Gaster, more complicatedly, suggested a hybrid of the word for the magic school Scholomantze (Romanian orthography: Şolomanţă) from association with Salamanca, and Solomonie (from Solomon). An alternate derivation from the German Schulmänner ("scholars"), in reference to the popular belief that solomonars attended a school, is credited to J. Vulcan. (Note: Or derive from German Schule "school".)

===Zeus hypothesis===
King Solomon as weather-maker may derive from the Greek myth of Zeus the king of gods controlling the weather, a theory proposed by A. Oișteanu

===Red Jews hypothesis===
As the Solomonari have been described as red-haired giants (uriaşi, pl.), a connection to them and the legendary Red Jews (evreilor roşii (Note: Correct form "evreii roșii"; unclear if the term "evreilor roşii" is widely circulate in Romania, but is used by Majuru to translate "Red Jews" in Koestler's book.)) has been suggested by Adrian Majuru. This hypothesis builds on Lazăr Șăineanu's theory that giant/Jews in Romanian folklore derived from the historical Khazars, and Arthur Koestler bringing the notion of the "Red Jews" into that formulation (Koestler's The Thirteenth Tribe, the ultimate source being A. N. Poliak's book on the Khazars in Hebrew).

===Dacian ascetics hypothesis===

Similarity with the Geto-Dacian ascetics called the ktistai described by Strabo was noted by Traian Herseni (d. 1980) who hypothesized that they were the original Solomonari. Herseni posited that the ktisai were more properly called "skistai" meaning "those who abstain from worldly pleasures", and that the cryptic byname that Strabo gave them Kapnobatai (which literally means "smoke-treaders") really meant "travelers in the clouds".

The theory has found its strong proponent in Eugen Agrigoroaiei, who pronounced that the origins of the Solomonari had been established, and the Dacian cloud travelers must have been authentic Solomonari. Andrei Oișteanu cautions that while "enticing", the "hypothesis remains as only as plausibility". (Note: Romanian: "ipoteza este spectaculoasă şi ispititoare"; "această ipoteză să rămână doar plauzibilă".) He points out that a tradition kept alive from Caesar's time to the 19th century presents a credibility issue, since there is a complete vacuum in the records about any of it for the 1900-year interim. Mihai Coman is another skeptic who referred to the idea as "speculation by Herseni".

==Parallels and synonyms==
Parallels with the legend of the Serbo-Croatian garabancijaš dijak (garabonciás diák) "necromantic scholar" had been sought in Moses Gaster's paper, which is one a major source for the Solomanari folkloristics.
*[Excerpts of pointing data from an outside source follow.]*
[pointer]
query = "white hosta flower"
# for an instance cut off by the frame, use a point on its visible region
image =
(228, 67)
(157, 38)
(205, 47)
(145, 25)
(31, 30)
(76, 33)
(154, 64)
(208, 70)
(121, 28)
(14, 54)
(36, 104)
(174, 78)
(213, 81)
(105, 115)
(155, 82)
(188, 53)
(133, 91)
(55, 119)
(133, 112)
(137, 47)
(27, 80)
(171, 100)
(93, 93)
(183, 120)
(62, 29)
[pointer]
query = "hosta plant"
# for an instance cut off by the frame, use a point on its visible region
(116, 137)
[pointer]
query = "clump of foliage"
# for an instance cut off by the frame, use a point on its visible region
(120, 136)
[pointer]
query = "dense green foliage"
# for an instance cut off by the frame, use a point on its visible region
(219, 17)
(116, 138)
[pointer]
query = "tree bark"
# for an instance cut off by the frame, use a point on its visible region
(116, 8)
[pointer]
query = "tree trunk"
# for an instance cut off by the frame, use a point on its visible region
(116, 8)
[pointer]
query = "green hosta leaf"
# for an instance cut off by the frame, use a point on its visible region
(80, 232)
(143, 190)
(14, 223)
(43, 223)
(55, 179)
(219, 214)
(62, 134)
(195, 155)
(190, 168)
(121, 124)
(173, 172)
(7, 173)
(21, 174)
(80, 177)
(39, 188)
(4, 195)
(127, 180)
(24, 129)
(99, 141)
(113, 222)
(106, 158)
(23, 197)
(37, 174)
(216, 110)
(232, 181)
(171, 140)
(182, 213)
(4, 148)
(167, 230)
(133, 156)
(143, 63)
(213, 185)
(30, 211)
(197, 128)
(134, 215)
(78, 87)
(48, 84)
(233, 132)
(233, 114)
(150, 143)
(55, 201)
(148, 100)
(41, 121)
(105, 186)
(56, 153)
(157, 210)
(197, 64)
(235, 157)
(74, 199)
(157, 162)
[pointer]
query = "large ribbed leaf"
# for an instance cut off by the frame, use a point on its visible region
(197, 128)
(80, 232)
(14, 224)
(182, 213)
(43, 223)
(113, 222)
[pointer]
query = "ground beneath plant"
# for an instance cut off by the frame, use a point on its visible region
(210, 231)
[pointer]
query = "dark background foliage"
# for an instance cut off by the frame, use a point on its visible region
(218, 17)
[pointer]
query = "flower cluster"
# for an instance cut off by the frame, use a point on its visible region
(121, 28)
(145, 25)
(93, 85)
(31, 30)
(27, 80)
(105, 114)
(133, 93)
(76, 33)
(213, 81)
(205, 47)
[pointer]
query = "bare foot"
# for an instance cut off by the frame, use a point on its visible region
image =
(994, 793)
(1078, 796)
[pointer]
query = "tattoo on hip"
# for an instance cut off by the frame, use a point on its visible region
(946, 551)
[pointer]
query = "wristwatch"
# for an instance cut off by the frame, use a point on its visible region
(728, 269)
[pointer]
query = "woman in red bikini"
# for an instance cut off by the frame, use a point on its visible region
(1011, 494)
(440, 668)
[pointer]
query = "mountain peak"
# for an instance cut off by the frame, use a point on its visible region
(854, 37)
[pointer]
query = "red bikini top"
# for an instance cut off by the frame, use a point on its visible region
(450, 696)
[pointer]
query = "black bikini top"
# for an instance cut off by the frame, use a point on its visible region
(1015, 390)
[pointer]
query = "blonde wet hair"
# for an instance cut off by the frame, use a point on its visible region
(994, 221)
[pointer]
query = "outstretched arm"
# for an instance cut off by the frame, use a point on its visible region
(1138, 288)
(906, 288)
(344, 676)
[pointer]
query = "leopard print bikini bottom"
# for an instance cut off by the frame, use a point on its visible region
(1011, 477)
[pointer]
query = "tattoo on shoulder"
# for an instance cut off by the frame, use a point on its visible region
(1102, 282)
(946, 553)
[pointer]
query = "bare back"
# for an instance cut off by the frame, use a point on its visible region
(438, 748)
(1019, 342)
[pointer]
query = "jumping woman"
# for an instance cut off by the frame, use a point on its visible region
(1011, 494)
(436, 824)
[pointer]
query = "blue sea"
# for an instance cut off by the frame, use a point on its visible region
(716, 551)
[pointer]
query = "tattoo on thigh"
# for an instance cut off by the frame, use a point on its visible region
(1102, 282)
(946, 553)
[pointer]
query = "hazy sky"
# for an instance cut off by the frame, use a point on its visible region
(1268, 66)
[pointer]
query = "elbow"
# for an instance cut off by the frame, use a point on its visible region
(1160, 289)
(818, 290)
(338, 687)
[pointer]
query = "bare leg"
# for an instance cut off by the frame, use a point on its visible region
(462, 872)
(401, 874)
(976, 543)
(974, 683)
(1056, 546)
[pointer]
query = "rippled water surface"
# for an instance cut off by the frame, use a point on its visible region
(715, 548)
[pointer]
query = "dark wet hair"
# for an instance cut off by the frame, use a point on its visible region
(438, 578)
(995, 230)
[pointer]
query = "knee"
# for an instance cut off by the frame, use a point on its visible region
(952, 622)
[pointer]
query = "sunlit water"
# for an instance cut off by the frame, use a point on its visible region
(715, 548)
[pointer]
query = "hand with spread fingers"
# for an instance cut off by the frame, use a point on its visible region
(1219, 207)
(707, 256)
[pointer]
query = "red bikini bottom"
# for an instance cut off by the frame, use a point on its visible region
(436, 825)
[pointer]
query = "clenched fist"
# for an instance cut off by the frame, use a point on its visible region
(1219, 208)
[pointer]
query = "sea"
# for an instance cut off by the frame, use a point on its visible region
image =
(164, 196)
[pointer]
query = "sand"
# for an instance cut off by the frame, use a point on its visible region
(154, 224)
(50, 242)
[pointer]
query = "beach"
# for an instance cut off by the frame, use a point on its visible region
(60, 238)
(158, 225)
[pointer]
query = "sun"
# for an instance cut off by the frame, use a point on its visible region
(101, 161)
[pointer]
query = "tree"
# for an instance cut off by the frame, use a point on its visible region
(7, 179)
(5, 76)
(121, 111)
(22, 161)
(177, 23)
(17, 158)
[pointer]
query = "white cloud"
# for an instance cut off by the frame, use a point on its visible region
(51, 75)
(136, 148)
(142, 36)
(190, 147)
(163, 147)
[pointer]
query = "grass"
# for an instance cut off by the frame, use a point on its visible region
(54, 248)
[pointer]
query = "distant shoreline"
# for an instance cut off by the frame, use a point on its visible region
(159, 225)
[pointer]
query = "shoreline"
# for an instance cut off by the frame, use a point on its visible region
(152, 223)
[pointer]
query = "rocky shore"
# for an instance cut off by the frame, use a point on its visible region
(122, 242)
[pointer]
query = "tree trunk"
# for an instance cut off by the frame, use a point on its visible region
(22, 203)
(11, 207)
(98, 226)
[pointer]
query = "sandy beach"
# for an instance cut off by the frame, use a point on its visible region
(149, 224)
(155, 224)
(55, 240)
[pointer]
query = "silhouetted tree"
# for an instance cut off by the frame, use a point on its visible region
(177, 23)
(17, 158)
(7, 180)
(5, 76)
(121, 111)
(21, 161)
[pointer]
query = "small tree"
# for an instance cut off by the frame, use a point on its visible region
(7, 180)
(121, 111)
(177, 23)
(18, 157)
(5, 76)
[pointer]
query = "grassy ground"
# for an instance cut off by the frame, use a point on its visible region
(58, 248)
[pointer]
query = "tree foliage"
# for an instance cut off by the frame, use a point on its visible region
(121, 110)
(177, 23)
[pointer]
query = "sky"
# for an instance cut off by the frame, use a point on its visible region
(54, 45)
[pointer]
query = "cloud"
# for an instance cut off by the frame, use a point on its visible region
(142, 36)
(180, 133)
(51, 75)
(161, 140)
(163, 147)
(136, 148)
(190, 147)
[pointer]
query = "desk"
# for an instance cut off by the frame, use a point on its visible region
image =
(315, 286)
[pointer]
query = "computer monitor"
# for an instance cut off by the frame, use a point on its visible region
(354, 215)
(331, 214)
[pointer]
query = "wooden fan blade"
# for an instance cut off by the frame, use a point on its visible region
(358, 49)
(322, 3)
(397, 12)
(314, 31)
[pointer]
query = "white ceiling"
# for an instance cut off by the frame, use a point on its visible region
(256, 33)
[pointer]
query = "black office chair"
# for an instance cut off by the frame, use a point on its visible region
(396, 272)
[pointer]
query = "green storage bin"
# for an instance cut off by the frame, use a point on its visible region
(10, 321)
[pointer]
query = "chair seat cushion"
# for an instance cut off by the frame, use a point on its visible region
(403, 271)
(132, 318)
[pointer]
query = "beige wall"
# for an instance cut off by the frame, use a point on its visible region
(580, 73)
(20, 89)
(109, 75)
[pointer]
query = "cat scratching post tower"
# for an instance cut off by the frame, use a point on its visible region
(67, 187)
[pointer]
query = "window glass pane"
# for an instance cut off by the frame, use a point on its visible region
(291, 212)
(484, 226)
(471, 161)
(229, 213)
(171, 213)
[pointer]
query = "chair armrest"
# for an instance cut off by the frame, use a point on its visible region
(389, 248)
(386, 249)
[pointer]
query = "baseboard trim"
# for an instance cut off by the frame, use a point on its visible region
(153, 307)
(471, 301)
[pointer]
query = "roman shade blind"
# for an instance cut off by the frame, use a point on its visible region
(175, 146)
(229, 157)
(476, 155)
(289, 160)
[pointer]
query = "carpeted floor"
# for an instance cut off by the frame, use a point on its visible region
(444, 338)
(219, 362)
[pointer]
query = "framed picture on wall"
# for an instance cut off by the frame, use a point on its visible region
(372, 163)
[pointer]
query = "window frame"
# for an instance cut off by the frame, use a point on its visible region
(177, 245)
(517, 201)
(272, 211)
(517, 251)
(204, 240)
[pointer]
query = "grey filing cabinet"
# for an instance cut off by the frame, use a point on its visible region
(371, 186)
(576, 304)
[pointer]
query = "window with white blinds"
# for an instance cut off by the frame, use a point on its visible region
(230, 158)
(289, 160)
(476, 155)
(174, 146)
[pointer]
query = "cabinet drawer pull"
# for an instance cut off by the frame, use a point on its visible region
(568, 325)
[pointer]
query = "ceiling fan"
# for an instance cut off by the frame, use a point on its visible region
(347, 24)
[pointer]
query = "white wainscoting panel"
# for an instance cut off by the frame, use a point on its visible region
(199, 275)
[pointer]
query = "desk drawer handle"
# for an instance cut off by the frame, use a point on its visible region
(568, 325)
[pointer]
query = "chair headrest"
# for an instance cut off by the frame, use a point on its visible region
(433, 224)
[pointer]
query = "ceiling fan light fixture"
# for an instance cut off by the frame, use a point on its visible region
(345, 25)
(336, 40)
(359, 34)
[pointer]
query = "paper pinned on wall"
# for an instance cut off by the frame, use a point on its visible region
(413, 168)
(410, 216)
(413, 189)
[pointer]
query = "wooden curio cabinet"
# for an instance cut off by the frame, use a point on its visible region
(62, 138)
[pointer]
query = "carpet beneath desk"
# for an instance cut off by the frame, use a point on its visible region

The Croatian version was described by Vatroslav Jagić and the Hungarian version by Oszkár Asbóth (linguist)|Oszkár Asbóth.

A number of synonyms can be found in Romanian, including "zgrimințeș", and it is considered synonymous or closely connected to the widespread Balkan legend known in Serbo-Croatian (for example) as grabancijaš dijak ("the necromancy student").

==Anecdotes==
Friedrich von Müller (1857) reported a story from Schäßburg (Sighișoara in Transylvania) in which a Romanian mistook a robed student for a solomonar.